LoqiRoam · 旅日記
空の影から、微笑の影へ
大和川の開けた光から片岡の歴史、明神山の遠景、斑鳩の寺院の細やかな陰影へ移る旅。
大輪田を出て、最初に大和川の河川敷へ向かった。芝生の上を雲の影がゆっくり滑り、歩き始めたばかりの私の影も、その大きな動きの一部になった。川辺を離れると、片岡神社の木立が光を細かく砕いていた。そこから達磨寺へ進むと、古墳の上に建つ本堂と問答石が、伝説を遠い昔の話のままにしなかった。午後は明神山へ上り、法隆寺や大和三山まで見える眺めの中で、町の道筋を一度ほどいた。下山して法隆寺の回廊を歩くと、遠くから見た景色が柱と屋根の影に変わる。最後に中宮寺へ入り、国宝の微笑を思った。広い空から始まった旅は、ひとつの表情に残る淡い陰影へ静かに収束した。
この旅の足跡
- 大和川の河川敷は芝生と花壇が続き、野鳥や散歩の人がいる。広い空の下では、雲の影だけがゆっくり地面を渡っていった。

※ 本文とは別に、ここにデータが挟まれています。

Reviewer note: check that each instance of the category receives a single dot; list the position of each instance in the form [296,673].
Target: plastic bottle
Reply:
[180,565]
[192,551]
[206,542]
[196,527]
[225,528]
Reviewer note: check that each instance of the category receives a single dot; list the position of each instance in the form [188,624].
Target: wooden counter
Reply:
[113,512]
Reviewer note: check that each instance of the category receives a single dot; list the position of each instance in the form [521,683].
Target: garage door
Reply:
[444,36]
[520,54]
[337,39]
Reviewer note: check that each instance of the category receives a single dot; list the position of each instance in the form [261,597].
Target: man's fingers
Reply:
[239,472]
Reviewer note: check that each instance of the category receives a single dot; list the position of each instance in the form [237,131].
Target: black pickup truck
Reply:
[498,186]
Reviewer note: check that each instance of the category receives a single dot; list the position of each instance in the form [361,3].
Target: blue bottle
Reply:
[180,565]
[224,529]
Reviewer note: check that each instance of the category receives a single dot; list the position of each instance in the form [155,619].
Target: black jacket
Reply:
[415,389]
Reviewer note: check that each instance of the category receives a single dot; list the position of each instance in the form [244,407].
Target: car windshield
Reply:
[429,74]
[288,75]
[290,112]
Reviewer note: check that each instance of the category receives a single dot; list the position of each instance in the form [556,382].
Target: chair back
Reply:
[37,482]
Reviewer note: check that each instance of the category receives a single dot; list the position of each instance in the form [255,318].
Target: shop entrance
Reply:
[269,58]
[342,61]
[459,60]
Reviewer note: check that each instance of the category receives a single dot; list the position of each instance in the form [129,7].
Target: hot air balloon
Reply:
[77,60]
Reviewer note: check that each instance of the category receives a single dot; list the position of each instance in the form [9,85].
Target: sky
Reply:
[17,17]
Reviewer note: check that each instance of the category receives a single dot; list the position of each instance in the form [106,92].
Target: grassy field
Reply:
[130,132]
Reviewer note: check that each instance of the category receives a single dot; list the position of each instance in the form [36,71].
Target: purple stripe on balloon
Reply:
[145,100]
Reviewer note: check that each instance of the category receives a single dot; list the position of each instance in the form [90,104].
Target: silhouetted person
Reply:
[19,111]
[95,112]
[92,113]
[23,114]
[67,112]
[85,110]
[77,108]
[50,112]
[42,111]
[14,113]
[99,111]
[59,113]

- 延喜式にも名が見える片岡神社は、王寺全体の総鎮守とされる。境内の木立に立つと、町の時間が一枚の影のように重なって見えた。
- 達磨寺の本堂は古墳の上に建ち、境内には問答石と雪丸の石像がある。伝説の輪郭が、足元の石の冷たさで急に近くなった。
- 明神山の展望デッキは標高273.6メートルにあり、法隆寺や大和三山まで見渡せる。遠くの町並みが、足元の影を小さくしていった。
- 法隆寺は季節で拝観時間が変わり、現在の案内では夏季は17時まで。西院伽藍の柱と回廊がつくる長い影に、千年以上の時間を感じた。
- 中宮寺は16時30分まで拝観でき、本尊の菩薩半跏像と天寿国曼荼羅の複製で知られる。法隆寺の大きさのあと、微笑の静けさが残った。